On the other hand, if you are in Covent Garden and crave decent old-fashioned European kind of Jewish food, your money would be better spent at The Delaunay – the newly opened restaurant by the folk who brought you The Wolseley.

The Delaunay is gorgeous, grand and elegant – though not quite as buzzy or pretty as The Wolseley.  I didn’t take photos as it’s really not that sort of place (Gordon Ramsay, Janet Street Porter, and possibly Shelley Von Strunkel were all there on the night we were.)

The food is good enough.   We ordered a cheese-stuffed weiner, and a cheese-stuffed bacon wrapped weiner, purely so we could engage in a lengthy conversation about weiners with our poor waiter.  The weiners were delicious – proper well done trash food, served with amazing waxy potatoes in a grainy mustard dressing.  The side dishes (sprouts with chestnuts, carrots with ginger) lacked seasoning.  The puddings were disappointing (pear and blackcurrant millefeuille thin and slightly soggy –  not a patch on Pierre’s millefeuille).  The two sittings next to us both ordered the Salzburg Souffle for 2 which looked absolutely spectacular – a giant, golden puffed up colossus, with a soft middle – resembling a cross between a Baked Alaska and a souffle.

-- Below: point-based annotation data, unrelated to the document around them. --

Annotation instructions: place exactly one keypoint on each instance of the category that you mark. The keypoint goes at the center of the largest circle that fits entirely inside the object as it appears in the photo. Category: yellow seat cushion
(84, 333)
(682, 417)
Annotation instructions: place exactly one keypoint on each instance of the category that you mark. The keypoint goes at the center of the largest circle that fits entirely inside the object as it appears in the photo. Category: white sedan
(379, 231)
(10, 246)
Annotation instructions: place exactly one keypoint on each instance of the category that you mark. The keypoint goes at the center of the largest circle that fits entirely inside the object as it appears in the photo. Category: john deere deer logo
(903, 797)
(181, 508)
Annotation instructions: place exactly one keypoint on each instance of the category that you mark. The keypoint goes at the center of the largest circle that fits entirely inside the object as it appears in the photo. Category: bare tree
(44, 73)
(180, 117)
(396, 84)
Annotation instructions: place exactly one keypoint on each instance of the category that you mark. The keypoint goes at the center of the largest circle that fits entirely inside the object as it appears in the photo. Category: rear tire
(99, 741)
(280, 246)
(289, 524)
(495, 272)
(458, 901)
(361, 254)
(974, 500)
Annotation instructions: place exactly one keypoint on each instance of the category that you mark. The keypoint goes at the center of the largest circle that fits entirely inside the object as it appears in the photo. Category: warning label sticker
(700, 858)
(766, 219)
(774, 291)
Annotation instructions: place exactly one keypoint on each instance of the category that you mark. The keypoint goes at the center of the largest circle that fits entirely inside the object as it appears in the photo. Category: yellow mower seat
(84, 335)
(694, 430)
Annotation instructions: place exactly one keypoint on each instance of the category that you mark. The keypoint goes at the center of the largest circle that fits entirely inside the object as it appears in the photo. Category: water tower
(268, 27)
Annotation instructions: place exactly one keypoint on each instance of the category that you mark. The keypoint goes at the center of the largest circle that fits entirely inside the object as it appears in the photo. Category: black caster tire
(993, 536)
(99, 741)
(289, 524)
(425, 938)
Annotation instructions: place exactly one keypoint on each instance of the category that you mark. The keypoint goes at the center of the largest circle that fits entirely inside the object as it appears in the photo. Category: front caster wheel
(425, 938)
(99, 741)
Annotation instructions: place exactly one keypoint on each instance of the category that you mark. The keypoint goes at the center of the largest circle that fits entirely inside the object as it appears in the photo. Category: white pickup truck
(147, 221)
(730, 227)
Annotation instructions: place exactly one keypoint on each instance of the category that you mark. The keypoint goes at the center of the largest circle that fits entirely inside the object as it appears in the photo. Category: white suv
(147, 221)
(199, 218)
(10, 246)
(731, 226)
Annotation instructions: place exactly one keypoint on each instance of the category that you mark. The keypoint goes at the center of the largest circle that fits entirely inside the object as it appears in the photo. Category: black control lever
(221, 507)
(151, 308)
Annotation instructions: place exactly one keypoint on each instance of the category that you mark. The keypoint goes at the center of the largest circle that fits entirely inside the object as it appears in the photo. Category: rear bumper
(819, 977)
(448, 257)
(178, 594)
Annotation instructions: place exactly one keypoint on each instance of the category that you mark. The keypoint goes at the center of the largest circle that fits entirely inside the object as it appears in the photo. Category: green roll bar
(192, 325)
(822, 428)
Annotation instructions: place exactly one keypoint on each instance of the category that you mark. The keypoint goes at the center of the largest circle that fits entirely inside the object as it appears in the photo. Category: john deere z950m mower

I probably wouldn’t hurry back – not because it’s not good, but because it’s Wolseley light, or actually Wolsey dark – darker room, less lively.  Next time I’m in Covent Garden, I’m going to Benito’s Hat for a burrito: my cash isn’t paying for the interior design, and I know the food’s going to taste delicious.

Call me old fashioned and Jewish, but isn’t that the point?